Because people, specifically people not doctors, need to have faith in the process. They need to know that doctors are not chomping at the bit to let their loved ones die so we can get at their organs. Note, for instance, that the transplant surgeons have not one thing to do with this process, ever. They help work on the criteria for organ donation, but not the criteria for death, at least not for individuals. That is up to the treating physicians. Usually the treating physicians are assisted by a protocol written by the hospital with ample input from the hospital’s legal team. Doctors, more than most people, I believe, hate to lose. When a young person dies, we have lost hard. When we give up and decide that someone is dead in that age group, it is because we are stone cold certain that we’ve already lost, usually without even starting. The one body part we can’t really rescue from damage is the brain. So make no mistake, brain dead is just another way of saying plain old dead.
So how about that judge? How does he enter into it? Well, I started out with him because he decided he knows better than the people who wrote the initial rules. Perhaps he does; perhaps the case in question deserved an exception when others did not; I don’t know what the specific facts were. Perhaps he finds the equation used by the people who wrote the original guidelines tipped too far toward saving adults and not enough towards saving children. I don’t truly know what he was thinking; I personally believe that one of the purposes of having organ donation criteria, and people who administer them, is to keep the process from becoming the sideshow it will now become because this judge decided the rules should be different, either in general or for this particular child. I think that’s nonsense. If the rules are broken in the judge’s opinion, direct the responsible committees to review the rules in light of the improved understanding the judge thinks he has, and see if they can come up with a better solution in this case, or at least a different one. The issue is that, unlike many resources, the resource in this instance-donated organs-is very, very restricted, and the need is very very great.
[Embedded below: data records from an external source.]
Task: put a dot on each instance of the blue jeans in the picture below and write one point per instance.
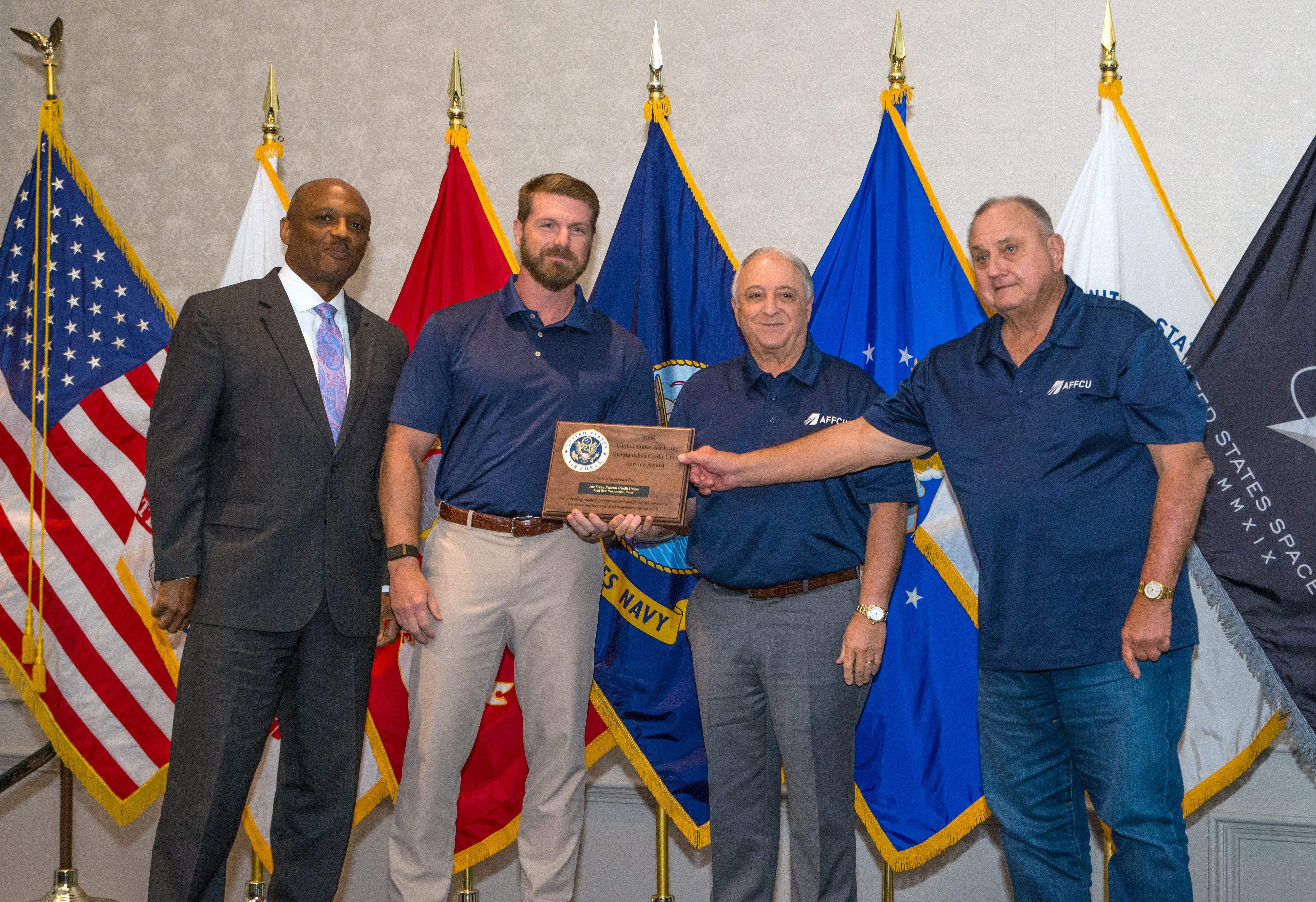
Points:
(1048, 737)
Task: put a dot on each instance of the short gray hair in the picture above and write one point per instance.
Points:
(785, 255)
(1044, 219)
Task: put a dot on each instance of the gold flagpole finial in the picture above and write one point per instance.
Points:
(897, 74)
(456, 91)
(47, 47)
(656, 86)
(270, 107)
(1110, 65)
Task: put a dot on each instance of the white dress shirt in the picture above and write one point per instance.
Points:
(304, 302)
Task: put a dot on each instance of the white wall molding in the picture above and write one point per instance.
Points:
(1236, 854)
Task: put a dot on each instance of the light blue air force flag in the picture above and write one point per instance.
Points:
(891, 285)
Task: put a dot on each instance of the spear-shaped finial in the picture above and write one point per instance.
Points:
(656, 85)
(270, 108)
(456, 90)
(47, 48)
(1109, 62)
(897, 74)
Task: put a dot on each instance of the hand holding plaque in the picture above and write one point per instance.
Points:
(608, 469)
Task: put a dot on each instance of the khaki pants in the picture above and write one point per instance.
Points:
(540, 597)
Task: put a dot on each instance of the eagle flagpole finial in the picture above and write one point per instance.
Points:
(897, 56)
(656, 86)
(1110, 65)
(456, 91)
(47, 48)
(270, 108)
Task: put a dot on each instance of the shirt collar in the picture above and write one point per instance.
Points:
(302, 295)
(805, 370)
(580, 318)
(1066, 327)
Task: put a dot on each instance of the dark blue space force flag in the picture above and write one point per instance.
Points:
(1256, 365)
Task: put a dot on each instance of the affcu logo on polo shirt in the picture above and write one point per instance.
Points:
(1061, 385)
(823, 419)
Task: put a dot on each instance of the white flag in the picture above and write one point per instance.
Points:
(257, 248)
(1122, 241)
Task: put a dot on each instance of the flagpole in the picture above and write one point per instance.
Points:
(257, 886)
(456, 135)
(1110, 74)
(655, 107)
(66, 876)
(897, 80)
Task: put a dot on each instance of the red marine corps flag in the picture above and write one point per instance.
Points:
(463, 255)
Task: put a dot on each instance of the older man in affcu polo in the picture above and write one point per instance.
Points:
(785, 633)
(1073, 436)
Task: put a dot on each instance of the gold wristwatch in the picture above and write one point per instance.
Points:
(876, 613)
(1156, 592)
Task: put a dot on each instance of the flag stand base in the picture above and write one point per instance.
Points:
(469, 893)
(66, 889)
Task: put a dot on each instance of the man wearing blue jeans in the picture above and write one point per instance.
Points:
(1073, 438)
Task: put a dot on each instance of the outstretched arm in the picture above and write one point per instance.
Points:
(832, 452)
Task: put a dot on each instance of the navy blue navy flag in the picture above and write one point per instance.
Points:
(893, 284)
(668, 278)
(1256, 365)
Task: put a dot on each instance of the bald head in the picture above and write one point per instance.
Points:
(1039, 213)
(315, 185)
(327, 231)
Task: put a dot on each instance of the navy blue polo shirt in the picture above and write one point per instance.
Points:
(768, 535)
(1051, 467)
(493, 381)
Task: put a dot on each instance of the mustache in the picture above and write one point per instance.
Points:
(560, 253)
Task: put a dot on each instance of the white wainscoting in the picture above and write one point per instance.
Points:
(1261, 858)
(1255, 843)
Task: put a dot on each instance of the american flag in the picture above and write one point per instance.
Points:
(83, 330)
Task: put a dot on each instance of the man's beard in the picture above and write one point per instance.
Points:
(553, 271)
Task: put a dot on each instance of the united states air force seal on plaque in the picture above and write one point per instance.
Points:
(585, 451)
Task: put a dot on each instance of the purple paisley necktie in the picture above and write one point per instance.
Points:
(333, 379)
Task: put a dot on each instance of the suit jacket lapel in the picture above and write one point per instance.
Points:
(283, 327)
(361, 355)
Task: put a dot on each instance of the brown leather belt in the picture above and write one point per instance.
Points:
(799, 585)
(518, 526)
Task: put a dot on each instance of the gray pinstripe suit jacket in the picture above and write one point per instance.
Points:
(247, 486)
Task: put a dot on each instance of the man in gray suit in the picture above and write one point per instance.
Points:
(262, 468)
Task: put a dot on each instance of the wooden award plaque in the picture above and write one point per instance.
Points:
(610, 469)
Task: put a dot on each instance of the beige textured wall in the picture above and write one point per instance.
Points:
(774, 107)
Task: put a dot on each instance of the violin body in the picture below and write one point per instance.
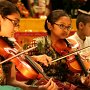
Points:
(61, 86)
(65, 47)
(23, 67)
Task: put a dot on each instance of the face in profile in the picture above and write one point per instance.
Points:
(61, 28)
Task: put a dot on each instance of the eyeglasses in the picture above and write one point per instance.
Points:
(15, 22)
(61, 26)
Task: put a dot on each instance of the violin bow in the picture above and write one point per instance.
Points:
(24, 51)
(70, 54)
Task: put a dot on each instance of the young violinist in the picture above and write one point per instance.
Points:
(58, 26)
(82, 35)
(9, 23)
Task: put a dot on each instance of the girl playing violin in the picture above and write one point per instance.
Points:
(58, 26)
(9, 23)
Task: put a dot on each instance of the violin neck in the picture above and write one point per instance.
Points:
(78, 58)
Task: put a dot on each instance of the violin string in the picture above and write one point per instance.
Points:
(70, 54)
(33, 63)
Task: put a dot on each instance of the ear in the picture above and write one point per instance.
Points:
(49, 25)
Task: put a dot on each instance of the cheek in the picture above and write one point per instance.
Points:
(60, 33)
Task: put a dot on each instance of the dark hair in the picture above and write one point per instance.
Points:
(7, 8)
(84, 18)
(53, 17)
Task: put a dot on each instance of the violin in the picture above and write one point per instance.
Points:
(74, 62)
(7, 52)
(23, 67)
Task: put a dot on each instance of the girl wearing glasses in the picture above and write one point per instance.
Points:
(9, 22)
(58, 26)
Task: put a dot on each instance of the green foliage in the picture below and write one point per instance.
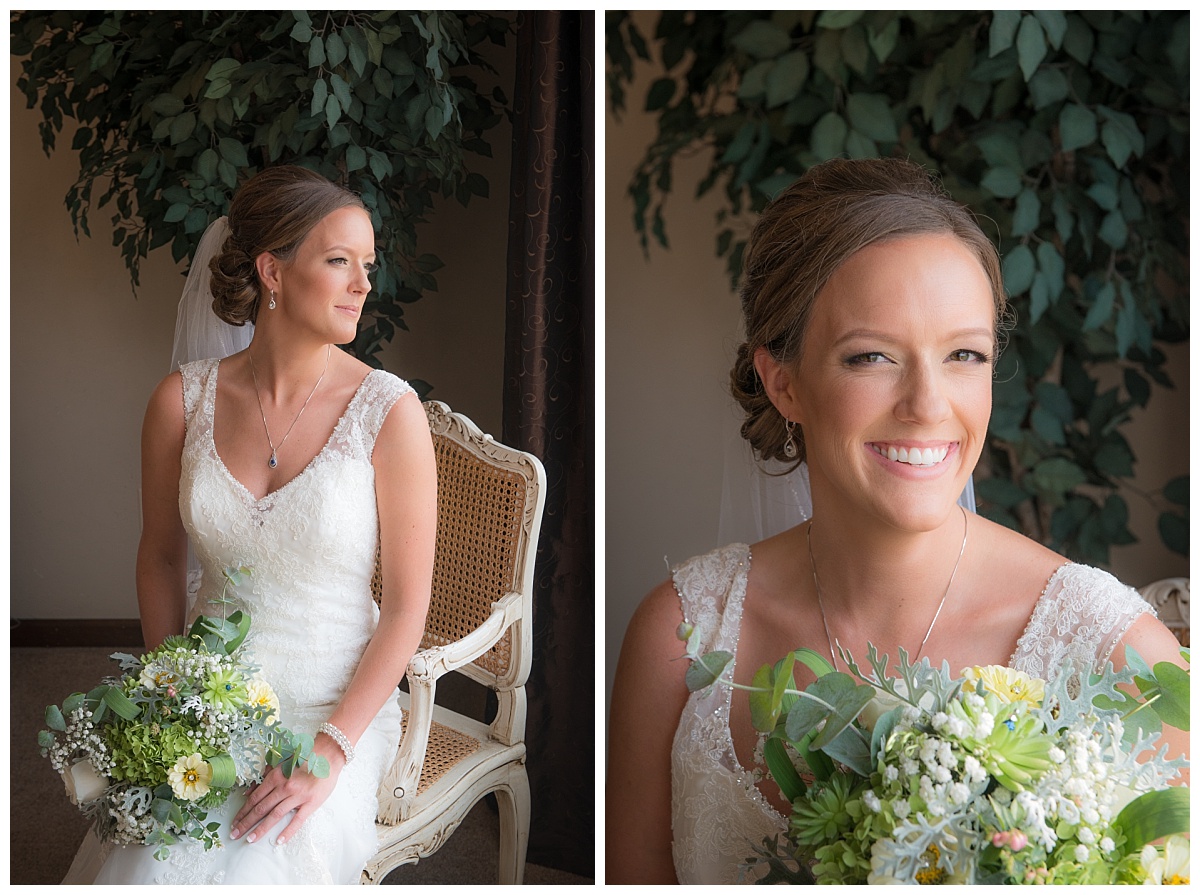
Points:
(1066, 132)
(175, 108)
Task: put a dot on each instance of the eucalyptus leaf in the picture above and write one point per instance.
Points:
(1153, 815)
(706, 670)
(781, 769)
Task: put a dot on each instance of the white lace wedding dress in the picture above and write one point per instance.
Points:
(717, 811)
(311, 546)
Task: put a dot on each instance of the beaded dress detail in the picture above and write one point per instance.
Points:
(717, 811)
(311, 546)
This is a situation ripe for abuse, especially for people who have money, or can convince a lawyer that there’s money in it for them. The judge played into their hands, and I think he will regret it. I’m not saying “Leave this to us doctors; we know best”. I’m not saying that because I like to think I’m not an idiot. Doctors don’t know best any more than lawyers or judges know best. But a thoughtful group of people, including some doctors, some lawyers, some transplant recipients, some organ donors, and some just plain folks, thought long and hard about what the rules should be. I’m fine if a judge says “Think about this a little more, because I don’t think it’s done yet and here’s why”, but to think he can, in the heat of a trial, come up with a better decision than is already in place is, I think, the height of hubris. It’s bad policy, bad law, and in general a bad idea. He, and we all, will live to regret it, except for the people who don’t because they cannot get an organ, because the people who would donate no longer trust the system of allocating them, because this judge has made a mockery of it. Yay. Only not.